По нашему участку обороны то и дело шныряют разведчики взвода лейтенанта Ватулина. Эти рослые парки имеют нежную позывную: «Белые лебеди», но, как и орлы Мишки Чурсина в моем родном полку, они нахальные и очень озорные. Всюду суют свой нос.
Однажды днем я занималась с Хаматноровым: как и в сорок втором году, решила учиться узбекскому языку и попутно обучала Хаматнорова русскому,
Керим Хаматноров — любознательный парень и русский учит охотно, но зато и сам—требовательный учитель. Если я не понимаю или не могу правильно произнести слово, сердится по-настоящему.
Нам помешал лейтенант Ватулин. Он постоял, послушал, ехидно сказал:
Узбекский ей понадобился, а подчиненные дрыхнут на посту, как суслики.
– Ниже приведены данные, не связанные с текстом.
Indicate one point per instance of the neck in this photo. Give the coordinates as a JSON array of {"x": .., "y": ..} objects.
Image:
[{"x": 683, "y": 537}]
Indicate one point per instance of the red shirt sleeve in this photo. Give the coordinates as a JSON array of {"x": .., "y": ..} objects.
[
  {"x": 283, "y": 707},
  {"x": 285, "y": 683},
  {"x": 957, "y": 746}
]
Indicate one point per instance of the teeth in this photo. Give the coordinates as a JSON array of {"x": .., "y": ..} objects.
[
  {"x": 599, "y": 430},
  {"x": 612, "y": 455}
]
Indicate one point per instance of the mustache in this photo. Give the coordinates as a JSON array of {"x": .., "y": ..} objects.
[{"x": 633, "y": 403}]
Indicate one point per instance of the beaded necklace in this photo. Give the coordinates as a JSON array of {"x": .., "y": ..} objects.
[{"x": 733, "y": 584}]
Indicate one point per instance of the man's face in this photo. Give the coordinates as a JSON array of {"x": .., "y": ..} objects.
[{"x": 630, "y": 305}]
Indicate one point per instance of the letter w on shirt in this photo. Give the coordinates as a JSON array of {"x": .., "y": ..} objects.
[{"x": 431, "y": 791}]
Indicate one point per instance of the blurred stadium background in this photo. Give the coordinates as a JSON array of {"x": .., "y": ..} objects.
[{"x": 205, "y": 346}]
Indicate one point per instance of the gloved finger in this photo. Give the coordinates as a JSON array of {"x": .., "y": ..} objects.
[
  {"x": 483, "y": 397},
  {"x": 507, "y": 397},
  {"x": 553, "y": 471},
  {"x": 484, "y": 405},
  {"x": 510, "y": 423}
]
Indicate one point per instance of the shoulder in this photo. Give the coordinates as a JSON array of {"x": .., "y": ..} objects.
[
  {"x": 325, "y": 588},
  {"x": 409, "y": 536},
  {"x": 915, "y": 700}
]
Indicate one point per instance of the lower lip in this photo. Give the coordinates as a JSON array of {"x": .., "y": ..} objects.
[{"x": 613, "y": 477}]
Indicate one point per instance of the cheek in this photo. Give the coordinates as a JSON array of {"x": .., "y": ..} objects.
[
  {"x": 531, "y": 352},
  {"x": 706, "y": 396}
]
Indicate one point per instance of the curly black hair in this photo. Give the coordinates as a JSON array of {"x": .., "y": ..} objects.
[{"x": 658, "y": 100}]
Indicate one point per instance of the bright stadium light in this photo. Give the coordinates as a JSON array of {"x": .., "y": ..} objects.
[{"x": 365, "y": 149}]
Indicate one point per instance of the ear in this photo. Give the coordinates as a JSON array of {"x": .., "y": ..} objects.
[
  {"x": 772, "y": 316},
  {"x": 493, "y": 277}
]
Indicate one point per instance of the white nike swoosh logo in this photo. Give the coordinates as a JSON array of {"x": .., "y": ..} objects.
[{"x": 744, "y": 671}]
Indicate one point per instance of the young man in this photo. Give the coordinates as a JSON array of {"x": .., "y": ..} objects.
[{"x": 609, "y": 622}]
Закрой дверь с другой стороны! — неласково посоветовала я. — И не лезь в чужие дела.
Разведчик ушел, посмеиваясь. Потом опять просунул голову в дзот:
Думаешь, это травля? А хочешь докажу, что я прав?
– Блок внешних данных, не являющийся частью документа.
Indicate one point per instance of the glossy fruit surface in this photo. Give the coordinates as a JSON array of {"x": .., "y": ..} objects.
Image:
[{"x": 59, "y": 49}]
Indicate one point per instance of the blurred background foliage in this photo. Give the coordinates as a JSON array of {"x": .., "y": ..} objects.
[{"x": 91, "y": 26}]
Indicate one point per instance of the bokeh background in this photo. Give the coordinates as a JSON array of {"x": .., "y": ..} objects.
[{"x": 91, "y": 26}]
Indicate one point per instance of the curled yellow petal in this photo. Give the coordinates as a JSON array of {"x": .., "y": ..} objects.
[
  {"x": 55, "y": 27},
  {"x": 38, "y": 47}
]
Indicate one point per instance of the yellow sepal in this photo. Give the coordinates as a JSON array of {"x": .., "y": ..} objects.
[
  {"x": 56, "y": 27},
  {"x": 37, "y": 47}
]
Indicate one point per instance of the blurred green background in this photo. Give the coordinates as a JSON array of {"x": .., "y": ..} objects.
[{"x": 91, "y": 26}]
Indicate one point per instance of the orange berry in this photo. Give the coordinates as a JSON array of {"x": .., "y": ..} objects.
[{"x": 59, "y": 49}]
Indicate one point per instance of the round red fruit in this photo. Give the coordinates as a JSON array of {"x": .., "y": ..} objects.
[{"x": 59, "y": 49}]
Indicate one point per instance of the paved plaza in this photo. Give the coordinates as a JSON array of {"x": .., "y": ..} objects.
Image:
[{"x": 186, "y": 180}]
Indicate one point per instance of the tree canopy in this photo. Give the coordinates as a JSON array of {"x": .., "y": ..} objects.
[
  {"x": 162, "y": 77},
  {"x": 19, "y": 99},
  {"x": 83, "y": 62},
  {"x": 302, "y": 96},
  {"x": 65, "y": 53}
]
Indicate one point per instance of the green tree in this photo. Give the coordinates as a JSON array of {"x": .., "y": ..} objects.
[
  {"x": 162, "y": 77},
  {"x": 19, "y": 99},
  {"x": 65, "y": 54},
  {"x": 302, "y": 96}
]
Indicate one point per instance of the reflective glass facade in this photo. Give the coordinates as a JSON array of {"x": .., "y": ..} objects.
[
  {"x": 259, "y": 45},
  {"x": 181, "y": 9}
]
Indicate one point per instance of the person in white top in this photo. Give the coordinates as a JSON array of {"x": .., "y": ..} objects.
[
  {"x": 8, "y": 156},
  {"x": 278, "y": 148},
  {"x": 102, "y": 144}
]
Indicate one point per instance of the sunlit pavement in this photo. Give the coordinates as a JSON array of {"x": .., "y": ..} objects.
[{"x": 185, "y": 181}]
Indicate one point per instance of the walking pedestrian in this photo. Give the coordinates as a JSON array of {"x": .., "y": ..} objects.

Проваливай по холодку. Еще чего выдумал: спят на посту! Как бы твои, гляди, не заснули в разведке.
Я тут же забыла об этом разговоре. Но буквально на другой день, когда бахваловцы безмятежно спали после ночного бдения, выставив, вопреки моему приказу, не двух, а одного часового, разведчики подкрались с тыла к Попсуевичу и засадили его в большой мешок. Парень и пикнуть не успел. «Пленного» приволокли в мой дзот. Лейтенант Ватулин разбудил меня и, приложив палец к губам, призвал к молчанию. Я сидела на нарах и, ничего не понимая со сна, глядела на мешок, в котором шевелилось что-то большое, живое. А вокруг с каменными лицами стояли разведчики и тоже смотрели на мешок. Лейтенант ткнул кулаком в середину мешка — ни гугу. Разведчик крикнул:
Хенде хох! — и пнул мешок посильнее.
Мешок вдруг взвыл дурным голосом:
Не бейте! Всё скажу! Я не русский, я гуцул!
В полном молчании разведчики развязали мешок и единым духом вытряхнули к моим ногам Попсуевича. Пулеметчик ошалело поглядел на всех нас по очереди и вдруг заплакал в голос. Лейтенант Ватулин глядел на меня с иронической усмешкой.
Я стукнула кулаком по столу:
Это провокация! За такие вещи, командир полка тебя по головке не погладит! Ишь подвиг они совершили! Сегодня же подам рапорт!
Небось не подашь, — усмехнулся Ватулин. — Огласки не захочешь.
Я гневно поглядела на Попсуевича:
Трус! «Всё скажу!» Он, видите ли, не русский, а гуцул! Ну что ж, придется доложить куда следует. Мало того, что заснул на посту, так еще...
Да не спал я, товарищ младший лейтенант! Истинный бог не спал! — плачущим голосом вскричал Попсуевич. — И не сказал бы я ничего! Это я так, с перепугу...
Я молча глядела на его залитое слезами лицо и медленно успокаивалась. Где-то в самой глубине души вдруг ворохнулась непрошеная жалость — шутка была слишком жестокой. Но и разведчики, видимо, пожалели жертву своего озорства.